SharePoint in a nutshell - Debugging Out of memory exception

Recently, one of my customers SharePoint WFEs in production FARM were running into out of memory exception and I got a chance troubleshoot it. W3wp process was consuming more than 5 GBs of memory on each WFE. Consequently this was not only bringing down the performance of the web applications running in that process but also the entire WFE itself.

There are few options available to troubleshoot out of memory problems on the production servers. Server administrators are reluctant to install or execute any tool on the production server because such tools could again bring down the performance. I always prefer WinDbg and SOS to knock down OOM issues. It is always easy and safer for server administrators to get the memory dump files.

When checked on the managed heap using WinDbg huge free space was available on the heap. Yet this process was running into out of memory exceptions. Moreover there were very few objects allocated on the LOH, so large objects were not causing this problem too. After digging little dipper using SOS commands, thousands of “pinned objects” found lying on the heap.

Causes of Pinned Objects

In a nutshell, GC periodically compacts objects on the heap in order to avoid managed heap fragmentation. Per this algorithm new objects are always allocated at the top of the heap. Objects allocated on the LOH are excluded from this compact operation as moving these objects is very expensive job for GC. Coming back to “pinned objects”, objects are pinned when they communicate with unmanaged code/COM. When the object is pinned GC does not compact or move such object because it has no way to notify COM that memory address has been changed on the managed heap. Such an object creates a block of free space if it survives the next GC. Continuous pinning of objects (and their survival from GC) could lead to a creation of lot of free space blocks on the managed heap which cannot be defragmented. This in turn foils all the efforts by GC to use the heap efficiently and eventually a process runs into out of memory problems.

Now, when SharePoint makes a COM call? Well, SharePoint managed code communicates with the content databases using a COM viz. OWSSVR.dll. Every time SPSite object is initialized or list items are fetched, a COM call is made which leads to a pinning of objects internally on the managed heap. Microsoft has smartly abstracted all these complications from SharePoint developers by encapsulating the whole logic in the SharePoint managed code.
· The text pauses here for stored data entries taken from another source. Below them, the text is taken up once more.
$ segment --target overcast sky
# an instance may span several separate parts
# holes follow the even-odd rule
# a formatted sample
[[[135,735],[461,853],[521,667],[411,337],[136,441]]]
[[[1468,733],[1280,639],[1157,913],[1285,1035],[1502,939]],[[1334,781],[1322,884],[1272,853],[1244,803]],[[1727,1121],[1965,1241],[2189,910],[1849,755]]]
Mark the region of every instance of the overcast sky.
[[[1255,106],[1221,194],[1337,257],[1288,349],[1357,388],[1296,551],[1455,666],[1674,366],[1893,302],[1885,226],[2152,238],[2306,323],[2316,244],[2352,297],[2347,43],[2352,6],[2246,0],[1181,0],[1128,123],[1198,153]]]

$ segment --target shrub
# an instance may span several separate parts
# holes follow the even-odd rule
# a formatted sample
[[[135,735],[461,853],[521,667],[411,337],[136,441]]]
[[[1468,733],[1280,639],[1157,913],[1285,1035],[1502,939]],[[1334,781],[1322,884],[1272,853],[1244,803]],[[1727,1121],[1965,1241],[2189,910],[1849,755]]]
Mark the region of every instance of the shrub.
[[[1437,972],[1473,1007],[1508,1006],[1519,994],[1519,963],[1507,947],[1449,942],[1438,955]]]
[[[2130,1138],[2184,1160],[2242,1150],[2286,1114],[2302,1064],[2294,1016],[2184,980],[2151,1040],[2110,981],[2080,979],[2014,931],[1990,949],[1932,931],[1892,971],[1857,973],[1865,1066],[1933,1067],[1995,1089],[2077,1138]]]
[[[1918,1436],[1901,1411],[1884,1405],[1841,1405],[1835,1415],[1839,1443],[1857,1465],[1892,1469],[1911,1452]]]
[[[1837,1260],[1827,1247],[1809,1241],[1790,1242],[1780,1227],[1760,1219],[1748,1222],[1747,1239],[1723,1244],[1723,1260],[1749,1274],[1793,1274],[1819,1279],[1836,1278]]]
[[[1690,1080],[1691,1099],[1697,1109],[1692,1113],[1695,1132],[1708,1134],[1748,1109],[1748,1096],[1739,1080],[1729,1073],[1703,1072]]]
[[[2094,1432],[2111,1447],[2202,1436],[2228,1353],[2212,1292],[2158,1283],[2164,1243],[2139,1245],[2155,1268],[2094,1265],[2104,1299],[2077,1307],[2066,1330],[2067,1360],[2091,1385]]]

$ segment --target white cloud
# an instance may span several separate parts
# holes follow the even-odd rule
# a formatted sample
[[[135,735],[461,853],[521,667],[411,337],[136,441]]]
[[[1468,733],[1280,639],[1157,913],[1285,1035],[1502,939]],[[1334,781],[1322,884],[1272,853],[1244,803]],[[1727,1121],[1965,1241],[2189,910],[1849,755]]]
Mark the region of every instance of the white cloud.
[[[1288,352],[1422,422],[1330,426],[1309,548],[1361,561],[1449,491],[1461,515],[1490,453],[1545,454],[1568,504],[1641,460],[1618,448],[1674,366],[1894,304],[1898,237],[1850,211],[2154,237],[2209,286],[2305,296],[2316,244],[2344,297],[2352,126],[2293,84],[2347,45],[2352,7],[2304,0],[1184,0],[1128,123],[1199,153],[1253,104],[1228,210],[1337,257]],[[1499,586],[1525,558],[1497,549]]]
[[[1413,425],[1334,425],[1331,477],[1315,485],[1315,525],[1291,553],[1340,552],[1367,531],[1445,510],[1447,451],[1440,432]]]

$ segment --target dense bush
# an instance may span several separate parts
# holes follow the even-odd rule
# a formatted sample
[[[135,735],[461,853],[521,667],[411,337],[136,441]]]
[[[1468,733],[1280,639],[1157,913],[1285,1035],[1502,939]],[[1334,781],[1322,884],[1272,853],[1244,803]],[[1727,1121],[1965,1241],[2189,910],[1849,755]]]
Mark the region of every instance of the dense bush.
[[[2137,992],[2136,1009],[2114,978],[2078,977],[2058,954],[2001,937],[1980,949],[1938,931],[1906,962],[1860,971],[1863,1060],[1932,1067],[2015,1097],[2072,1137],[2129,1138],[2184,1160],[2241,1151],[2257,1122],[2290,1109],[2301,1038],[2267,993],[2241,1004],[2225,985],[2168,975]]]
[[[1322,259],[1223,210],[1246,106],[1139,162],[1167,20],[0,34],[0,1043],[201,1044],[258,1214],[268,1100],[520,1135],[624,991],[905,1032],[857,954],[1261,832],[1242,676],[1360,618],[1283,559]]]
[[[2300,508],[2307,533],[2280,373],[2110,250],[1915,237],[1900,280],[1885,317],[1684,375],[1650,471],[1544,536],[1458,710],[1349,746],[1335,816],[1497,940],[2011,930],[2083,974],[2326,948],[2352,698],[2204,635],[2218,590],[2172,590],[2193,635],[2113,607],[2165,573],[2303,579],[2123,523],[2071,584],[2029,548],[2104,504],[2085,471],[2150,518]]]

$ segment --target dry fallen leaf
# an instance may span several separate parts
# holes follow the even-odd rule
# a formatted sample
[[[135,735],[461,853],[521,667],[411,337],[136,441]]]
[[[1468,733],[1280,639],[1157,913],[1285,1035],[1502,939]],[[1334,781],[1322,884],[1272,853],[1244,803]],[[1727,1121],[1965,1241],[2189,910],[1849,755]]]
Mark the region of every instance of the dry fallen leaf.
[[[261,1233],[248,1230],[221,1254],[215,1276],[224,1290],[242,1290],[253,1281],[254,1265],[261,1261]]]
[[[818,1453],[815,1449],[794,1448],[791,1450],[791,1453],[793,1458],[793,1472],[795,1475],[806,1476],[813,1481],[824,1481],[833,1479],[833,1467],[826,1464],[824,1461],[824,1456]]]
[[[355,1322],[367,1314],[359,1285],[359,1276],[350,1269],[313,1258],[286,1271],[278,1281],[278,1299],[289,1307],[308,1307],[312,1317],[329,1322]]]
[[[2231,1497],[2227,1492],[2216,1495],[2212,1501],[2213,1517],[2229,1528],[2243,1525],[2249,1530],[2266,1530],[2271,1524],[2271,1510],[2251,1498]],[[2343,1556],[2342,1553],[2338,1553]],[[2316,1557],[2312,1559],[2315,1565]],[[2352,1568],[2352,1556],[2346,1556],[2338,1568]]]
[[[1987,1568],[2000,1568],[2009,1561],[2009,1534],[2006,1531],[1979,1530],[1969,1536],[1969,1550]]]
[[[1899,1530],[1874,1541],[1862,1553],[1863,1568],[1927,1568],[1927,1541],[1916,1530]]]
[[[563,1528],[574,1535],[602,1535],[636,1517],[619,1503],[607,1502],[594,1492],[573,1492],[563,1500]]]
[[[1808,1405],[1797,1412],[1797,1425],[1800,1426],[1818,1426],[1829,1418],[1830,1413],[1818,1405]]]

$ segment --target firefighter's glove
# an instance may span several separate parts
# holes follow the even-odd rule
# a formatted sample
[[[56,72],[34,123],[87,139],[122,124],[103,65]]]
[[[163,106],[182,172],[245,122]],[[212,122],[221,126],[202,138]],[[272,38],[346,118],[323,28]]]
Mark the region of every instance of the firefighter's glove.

Coming back to the problem I was debugging. With the help of SOS commands I found numerous exceptions with description “Detected use of SPRequest for previously closed SPWeb object. Please close SPWeb objects when you are done with all objects obtained from them, but not before.” were thrown by the .Net runtime. Digging more dipper I found creepy code in a web part was disposing the SPWeb object from the SPContext.

Here it is:

SPWeb web = SPContext.Current.Web;

//Code to access list data

web.Dispose();

Two instances of this web part were added on the master page. SharePoint needs this SPWeb object to execute other components/elements on the page. For this reason SPWeb object from the SPContext should not be disposed in the custom code; SharePoint itself removes it at an appropriate stage in Page life cycle. In this case without throwing any exception SharePoint again creates the SPWeb object and requests the resources from DB using COM call adding another pinned object on the heap. At this point if another instance of this web part disposed the SPWeb object, SharePoint would again create a new instance which in turn adds new pinned object on the heap. This happened for every page request. SharePoint Pages with this master page attached were accessed by more than 30000 users in the organization. Enormous pinned objects were created on the managed heap with just single request by these users this in turn caused a big mess on the managed heap. Consequently this memory mess-up crashed the process with OOM exception.

Conclusion

From the “science of pinned objects”, it can be conclude that, inefficient use of unmanaged objects, SPSite in SharePoint context, could cause a creation enormous free space blocks on the heap that .Net GC cannot defragment. This crashes the process with OOM exception when available memory is exhausted.